I'm glad my colleague who has an affinity for chest tubes stuck around to confirm all my findings, and assured me that as long as he saturated adequately under a high flow mask of 15 liters of oxygen per minute, we could have a portable chest radiograph done to rule out a pneumothorax.
However, my on call specialist who thankfully, was still meandering around, decided to up triage him Red Zone immediately, where we learnt that he had a right lung contusion.
So fixated I was on the lethal six, that I completely forgot about the hidden six...
Friday: Post-night shift
Following one of the more significant shifts in my career, I came home and ugly-cried for an hour and a half before passing out on my bedroom floor without even having showered.
When I woke up, I didn't feel any more anger or hurt or the pervasive tug of my ego. I felt, compassion.
Later that night, I learned how to play pool on a snooker table, expanded my "Tamil Sex Songs" playlist (thanks to the notorious but interesting company I keep), and went to bed at 3am, happy to be out and about with friends again, without needing to worry about the ensuing hangover because there was no alcohol involved. Plus, what I wore out inspired the question "Did you marathon through Love Lane?" from bae. Shoutout to my sister for her generosity in donating the Lulu's, and knowing how to crop a top to perfection.

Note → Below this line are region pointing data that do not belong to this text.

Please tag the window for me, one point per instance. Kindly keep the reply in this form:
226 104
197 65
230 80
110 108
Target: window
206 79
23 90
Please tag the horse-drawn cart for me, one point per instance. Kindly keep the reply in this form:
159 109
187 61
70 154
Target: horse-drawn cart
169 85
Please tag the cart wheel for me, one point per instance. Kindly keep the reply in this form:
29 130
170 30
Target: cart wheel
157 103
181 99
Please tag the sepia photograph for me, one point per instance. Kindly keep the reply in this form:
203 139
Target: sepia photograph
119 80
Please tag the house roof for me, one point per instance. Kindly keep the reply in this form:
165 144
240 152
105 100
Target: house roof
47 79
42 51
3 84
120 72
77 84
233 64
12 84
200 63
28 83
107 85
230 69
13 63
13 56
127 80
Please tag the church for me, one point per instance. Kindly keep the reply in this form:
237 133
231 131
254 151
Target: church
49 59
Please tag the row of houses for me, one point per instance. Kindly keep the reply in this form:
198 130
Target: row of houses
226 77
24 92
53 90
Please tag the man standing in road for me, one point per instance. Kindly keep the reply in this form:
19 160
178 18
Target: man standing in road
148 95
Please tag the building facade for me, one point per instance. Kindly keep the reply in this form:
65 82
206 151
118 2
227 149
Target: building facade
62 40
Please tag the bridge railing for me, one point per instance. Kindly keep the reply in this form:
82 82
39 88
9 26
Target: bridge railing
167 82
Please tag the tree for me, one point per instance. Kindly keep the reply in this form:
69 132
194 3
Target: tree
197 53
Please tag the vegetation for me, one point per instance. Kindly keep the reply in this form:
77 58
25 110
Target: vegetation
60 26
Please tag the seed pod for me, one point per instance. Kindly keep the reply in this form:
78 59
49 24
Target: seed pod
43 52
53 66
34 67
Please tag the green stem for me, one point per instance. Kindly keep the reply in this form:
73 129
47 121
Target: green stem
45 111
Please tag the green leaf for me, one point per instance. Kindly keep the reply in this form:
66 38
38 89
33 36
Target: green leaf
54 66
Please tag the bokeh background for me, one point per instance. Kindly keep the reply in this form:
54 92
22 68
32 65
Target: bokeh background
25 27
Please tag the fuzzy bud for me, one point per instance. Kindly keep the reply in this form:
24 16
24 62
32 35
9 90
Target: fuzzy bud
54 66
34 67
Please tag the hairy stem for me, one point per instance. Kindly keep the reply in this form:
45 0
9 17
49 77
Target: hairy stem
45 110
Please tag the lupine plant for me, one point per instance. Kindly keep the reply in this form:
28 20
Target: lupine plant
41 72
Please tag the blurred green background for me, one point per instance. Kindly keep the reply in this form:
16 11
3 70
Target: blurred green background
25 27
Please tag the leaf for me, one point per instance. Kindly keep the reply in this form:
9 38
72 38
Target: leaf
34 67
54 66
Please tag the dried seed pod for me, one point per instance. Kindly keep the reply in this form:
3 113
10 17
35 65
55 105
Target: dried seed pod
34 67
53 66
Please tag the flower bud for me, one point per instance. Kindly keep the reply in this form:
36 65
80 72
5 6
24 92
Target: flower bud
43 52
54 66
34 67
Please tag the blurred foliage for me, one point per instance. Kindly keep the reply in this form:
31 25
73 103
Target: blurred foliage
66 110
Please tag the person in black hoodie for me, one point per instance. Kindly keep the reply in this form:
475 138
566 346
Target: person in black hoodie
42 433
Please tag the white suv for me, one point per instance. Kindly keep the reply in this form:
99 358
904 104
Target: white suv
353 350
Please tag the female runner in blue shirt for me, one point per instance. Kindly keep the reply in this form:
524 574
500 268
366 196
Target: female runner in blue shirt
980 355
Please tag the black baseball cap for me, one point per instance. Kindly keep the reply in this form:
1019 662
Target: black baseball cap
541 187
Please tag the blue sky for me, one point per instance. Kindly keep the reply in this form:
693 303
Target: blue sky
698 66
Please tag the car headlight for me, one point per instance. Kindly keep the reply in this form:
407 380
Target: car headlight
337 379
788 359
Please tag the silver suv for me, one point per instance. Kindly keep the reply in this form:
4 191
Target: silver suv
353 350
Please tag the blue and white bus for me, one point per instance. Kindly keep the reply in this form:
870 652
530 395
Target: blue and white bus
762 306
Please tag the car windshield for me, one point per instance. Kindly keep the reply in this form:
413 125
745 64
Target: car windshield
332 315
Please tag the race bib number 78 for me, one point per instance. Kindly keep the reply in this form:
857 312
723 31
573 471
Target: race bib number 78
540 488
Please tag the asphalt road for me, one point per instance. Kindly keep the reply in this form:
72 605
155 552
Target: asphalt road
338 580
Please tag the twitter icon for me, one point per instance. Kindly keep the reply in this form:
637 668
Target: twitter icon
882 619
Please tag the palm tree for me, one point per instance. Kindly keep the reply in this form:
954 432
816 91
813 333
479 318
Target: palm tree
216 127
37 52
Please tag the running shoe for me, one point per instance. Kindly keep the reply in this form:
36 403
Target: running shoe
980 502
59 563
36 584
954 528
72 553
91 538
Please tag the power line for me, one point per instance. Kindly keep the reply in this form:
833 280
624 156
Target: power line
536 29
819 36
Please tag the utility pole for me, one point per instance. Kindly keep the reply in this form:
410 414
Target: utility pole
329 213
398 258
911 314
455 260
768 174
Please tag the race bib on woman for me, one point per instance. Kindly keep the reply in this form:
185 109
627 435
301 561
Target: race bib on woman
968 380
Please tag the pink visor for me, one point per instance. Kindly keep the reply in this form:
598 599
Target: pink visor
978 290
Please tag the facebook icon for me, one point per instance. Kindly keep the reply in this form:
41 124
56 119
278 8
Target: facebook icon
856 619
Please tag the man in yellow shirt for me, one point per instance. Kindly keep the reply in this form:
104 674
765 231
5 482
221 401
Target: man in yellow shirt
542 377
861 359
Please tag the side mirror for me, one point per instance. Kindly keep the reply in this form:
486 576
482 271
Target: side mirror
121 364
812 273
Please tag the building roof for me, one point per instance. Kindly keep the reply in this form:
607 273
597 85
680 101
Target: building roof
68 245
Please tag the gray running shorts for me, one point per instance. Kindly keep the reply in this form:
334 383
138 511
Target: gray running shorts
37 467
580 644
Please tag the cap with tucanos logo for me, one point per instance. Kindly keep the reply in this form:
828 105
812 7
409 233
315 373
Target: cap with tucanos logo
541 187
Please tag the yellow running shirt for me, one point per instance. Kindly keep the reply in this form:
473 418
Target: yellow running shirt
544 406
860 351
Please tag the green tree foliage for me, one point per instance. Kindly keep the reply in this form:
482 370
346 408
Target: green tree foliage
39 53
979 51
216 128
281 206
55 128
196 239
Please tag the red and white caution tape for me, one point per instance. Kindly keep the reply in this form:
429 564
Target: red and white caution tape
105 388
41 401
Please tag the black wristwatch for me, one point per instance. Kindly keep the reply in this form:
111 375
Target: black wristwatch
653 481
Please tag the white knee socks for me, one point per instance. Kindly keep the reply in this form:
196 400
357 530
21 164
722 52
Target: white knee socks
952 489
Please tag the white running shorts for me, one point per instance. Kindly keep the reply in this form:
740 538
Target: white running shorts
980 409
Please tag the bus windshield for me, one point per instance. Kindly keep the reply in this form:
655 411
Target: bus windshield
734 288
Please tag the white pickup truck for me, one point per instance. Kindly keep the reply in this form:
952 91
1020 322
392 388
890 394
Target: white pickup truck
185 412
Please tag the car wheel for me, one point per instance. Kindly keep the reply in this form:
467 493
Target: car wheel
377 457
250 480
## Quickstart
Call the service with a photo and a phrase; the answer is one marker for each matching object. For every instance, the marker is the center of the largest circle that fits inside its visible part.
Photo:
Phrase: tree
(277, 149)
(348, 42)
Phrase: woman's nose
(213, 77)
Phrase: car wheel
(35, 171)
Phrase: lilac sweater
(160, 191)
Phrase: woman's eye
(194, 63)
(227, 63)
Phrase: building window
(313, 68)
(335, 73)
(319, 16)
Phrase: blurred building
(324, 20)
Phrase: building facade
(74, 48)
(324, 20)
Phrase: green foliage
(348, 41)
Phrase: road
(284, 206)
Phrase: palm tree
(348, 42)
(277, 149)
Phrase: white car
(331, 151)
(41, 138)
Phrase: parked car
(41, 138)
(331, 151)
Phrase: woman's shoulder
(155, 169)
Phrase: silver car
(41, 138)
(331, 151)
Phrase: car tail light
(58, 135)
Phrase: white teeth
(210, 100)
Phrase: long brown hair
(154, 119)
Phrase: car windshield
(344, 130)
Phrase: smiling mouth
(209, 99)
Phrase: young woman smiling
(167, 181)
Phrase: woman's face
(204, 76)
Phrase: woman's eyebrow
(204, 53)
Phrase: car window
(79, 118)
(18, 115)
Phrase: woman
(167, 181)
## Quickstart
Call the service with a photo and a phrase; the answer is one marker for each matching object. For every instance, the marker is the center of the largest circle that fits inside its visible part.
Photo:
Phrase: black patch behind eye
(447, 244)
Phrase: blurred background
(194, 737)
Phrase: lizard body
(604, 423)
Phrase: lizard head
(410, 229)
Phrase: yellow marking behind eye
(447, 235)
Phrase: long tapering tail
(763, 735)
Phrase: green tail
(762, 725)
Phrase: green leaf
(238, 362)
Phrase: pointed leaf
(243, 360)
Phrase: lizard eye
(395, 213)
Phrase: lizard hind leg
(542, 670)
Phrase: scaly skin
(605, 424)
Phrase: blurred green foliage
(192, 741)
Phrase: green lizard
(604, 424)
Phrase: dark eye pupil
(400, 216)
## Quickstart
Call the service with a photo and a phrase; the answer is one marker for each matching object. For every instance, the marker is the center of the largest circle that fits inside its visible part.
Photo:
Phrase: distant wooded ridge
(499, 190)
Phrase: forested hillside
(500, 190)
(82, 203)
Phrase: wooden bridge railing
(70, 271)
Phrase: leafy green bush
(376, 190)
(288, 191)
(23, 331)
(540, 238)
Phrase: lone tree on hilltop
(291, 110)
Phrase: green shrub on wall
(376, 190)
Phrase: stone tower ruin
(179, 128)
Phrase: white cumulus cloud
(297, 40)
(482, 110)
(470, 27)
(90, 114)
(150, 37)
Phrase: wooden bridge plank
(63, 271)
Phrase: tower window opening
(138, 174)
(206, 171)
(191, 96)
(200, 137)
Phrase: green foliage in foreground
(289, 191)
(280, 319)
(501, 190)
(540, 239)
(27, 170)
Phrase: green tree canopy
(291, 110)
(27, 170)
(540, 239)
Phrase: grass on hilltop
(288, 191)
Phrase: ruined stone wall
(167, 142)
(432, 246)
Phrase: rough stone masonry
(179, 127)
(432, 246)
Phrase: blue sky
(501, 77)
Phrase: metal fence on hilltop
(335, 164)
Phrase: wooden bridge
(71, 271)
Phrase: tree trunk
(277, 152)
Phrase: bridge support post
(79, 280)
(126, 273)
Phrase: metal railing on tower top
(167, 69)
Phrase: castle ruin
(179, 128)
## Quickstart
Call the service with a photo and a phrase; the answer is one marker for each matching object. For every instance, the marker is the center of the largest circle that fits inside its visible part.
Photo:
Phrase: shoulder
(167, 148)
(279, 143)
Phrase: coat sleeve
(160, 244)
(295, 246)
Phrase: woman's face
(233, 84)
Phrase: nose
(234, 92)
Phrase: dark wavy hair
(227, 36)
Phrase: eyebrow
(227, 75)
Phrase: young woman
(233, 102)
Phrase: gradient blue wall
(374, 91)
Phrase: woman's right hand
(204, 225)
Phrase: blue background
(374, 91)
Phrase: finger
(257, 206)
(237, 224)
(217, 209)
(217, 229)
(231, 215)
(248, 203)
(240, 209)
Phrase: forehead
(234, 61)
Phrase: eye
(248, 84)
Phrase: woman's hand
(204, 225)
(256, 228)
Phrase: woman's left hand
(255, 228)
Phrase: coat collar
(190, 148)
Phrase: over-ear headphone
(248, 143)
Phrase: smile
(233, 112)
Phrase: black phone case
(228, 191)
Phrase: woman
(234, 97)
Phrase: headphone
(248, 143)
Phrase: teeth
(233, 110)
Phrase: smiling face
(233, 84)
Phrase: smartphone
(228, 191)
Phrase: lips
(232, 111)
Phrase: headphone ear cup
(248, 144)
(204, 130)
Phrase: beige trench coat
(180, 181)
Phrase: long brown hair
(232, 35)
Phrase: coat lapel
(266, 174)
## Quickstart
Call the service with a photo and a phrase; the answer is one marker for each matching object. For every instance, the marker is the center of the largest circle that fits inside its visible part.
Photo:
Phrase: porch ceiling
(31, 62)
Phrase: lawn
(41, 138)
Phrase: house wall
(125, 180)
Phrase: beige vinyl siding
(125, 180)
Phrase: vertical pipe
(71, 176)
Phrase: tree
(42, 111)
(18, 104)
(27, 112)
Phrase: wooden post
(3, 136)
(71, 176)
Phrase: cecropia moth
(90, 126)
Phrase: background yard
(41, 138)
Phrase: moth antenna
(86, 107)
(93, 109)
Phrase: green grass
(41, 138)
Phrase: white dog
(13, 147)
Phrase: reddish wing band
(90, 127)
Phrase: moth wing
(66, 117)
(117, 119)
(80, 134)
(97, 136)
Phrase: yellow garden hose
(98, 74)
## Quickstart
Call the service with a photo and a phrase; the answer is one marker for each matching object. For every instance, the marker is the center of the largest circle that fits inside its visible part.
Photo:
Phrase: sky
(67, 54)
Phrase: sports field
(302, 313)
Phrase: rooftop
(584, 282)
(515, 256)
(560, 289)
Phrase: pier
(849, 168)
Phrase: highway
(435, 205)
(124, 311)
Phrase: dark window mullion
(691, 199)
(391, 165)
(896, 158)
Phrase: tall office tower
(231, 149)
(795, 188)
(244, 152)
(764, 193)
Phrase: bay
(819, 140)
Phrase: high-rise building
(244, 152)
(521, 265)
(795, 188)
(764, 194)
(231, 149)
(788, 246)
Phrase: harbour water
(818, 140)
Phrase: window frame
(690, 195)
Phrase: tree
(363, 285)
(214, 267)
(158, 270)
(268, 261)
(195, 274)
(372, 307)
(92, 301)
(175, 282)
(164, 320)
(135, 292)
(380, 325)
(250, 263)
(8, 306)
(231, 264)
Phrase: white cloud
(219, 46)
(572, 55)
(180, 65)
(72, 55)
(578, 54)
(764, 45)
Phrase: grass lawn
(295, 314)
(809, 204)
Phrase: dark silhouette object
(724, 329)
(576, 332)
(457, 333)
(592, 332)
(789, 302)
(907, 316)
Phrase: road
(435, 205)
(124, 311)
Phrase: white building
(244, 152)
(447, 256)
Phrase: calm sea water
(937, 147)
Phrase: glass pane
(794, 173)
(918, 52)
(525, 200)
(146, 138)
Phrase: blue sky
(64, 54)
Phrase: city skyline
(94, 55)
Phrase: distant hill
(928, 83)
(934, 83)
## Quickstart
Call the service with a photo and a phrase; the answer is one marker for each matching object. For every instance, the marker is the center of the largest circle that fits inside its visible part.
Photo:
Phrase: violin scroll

Saturday: (The best) Off day
- A lazy morning with my parents, followed by...
Scenic drives, hawker food that slaps, admiring art that isn't just on streets, discovering the most stunning beach that somehow evaded my knowledge for all the years I've called this island my home, which I ran from end to end in pursuit of the prettiest shell(s) in the scorching late afternoon heat that led to some funky audiovisual hallucinations or altered sensations ... Not entirely sure I was tripping on endorphins or experiencing a heat stroke or both but, it was cathartic as hell.
- A lazy evening with my parents, followed by...
- Laundry, re-decorating my ears, which included a jewelry audit and re-piercing my helix, followed by...
- A late night shenanigan involving a broken float ball valve, the combined idiocy of my father and I leading to my mother barking at us for watering the plants in our garden at 1am followed by...
This, okay, it's now 3.03am, and I sincerely hope I find this a worthwhile cause for sacrificed sleep when I'm (yawns) at work in (bigger yawn) 5 hours.